源中的高锰浓度 水是水务公司面临的一个常见问题。 公用事业公司通常通过氧化去除这种锰 锰离子（Mn2+）转化为氧化锰 （二氧化锰）使用氧化剂，如二氧化氯 （ClO2）。过多的二氧化锰可能会留在水中 处理，导致管道固定装置上出现棕色污渍 还有洗衣房。许多水务公司都有经验 废水浓度低至20%的问题 ug/L，领导一些公用事业公司争取成品水 Mn2+浓度和lt10微克/升。大多数研究报告 在文献中还没有充分探讨氧化作用 低初始Mn2+浓度（60-200 ug/L）和 主要氧化剂ClO2的剂量要求， 高锰酸钾（KMnO4）和臭氧（O3）。 本研究的总体目标是评估这些因素 用于低初始Mn2+浓度氧化的氧化剂 对Mn2+和lt10微克/升进行台架试验 通过使用不同剂量的 未经处理的地表水的氧化剂和Mn2的测量+ 随着时间的推移，残余物。 这项研究发现，要去除它更加困难 当初始浓度较低时，无论 使用的氧化剂。然而，二氧化氯一直在产生 最终Mn2+浓度和lt10微克/升，一般在60-120秒内。所有 氧化剂在初始氧化时产生最终Mn2+<10 ug/L Mn2+浓度较高（1000微克/升）。结论 表明二氧化氯可能是一种可行的治疗方案 对于希望降低锰浓度的供水设施 成品水至10微克/升，包括17份参考资料、表格和图表。
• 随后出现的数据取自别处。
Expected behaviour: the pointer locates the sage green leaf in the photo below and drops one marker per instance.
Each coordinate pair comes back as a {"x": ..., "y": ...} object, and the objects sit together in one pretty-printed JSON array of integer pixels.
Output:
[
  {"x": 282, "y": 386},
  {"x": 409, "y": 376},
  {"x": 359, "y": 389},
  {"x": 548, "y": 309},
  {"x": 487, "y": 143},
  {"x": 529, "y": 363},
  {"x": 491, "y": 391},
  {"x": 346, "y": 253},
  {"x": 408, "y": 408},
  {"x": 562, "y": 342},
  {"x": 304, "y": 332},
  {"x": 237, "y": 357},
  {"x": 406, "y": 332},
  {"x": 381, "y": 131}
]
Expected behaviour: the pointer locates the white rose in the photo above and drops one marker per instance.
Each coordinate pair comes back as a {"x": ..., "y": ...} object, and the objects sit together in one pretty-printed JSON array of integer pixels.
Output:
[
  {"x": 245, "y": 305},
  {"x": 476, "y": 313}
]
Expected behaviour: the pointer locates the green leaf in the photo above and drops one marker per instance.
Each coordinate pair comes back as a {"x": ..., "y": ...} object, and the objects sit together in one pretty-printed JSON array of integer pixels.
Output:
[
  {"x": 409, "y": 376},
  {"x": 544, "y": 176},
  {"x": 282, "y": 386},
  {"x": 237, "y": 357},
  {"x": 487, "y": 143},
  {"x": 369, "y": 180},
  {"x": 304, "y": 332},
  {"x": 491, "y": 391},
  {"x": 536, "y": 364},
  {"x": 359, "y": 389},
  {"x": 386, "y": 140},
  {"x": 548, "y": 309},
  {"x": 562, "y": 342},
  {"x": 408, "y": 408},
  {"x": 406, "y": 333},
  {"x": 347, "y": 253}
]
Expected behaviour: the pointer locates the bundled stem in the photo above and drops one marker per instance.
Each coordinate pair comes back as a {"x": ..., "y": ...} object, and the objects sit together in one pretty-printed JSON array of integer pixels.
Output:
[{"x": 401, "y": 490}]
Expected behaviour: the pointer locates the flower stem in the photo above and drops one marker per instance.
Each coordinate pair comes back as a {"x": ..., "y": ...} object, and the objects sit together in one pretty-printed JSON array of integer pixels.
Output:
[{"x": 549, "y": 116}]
A high manganese (Mn) concentration in source water is a common problem faced by water utilities. Utilities often remove this Mn by oxidation of the manganous ion (Mn2+) to manganese oxide (MnO2(s)) using an oxidant, such as chlorine dioxide (ClO2). Excess MnO2(s) may remain in the water after treatment, causing brown staining on plumbing fixtures and laundry. Many water utilities experience Mn problems from effluent concentrations as low as 20 ug/L, leading some utilities to strive for finished water Mn2+ concentrations <10 ug/L. Most studies reported in the literature have not fully explored oxidation of low initial Mn2+ concentrations (60-200 ug/L) and the dose requirements of the primary oxidants, ClO2, potassium permanganate (KMnO4), and ozone (O3). The overall objective of this study was to evaluate these oxidants for the oxidation of low initial Mn2+ concentrations to Mn2+ <10 ug/L. Bench-scale experiments were performed by applying different doses of each oxidant to a raw surface water and measuring Mn2+ residuals over time. The study found that it was more difficult to remove Mn when the initial concentration was low, regardless of the oxidant used. ClO2, however, consistently produced final Mn2+ to <10 ug/L, generally within 60-120 s. All oxidants produced final Mn2+ <10 ug/L when the initial Mn2+ concentration was high (1,000 ug/L). The conclusions indicate that ClO2 may be a viable treatment alternative for water utilities wishing to reduce Mn concentrations in finished water to <10 ug/L. Includes 17 references, table, figures.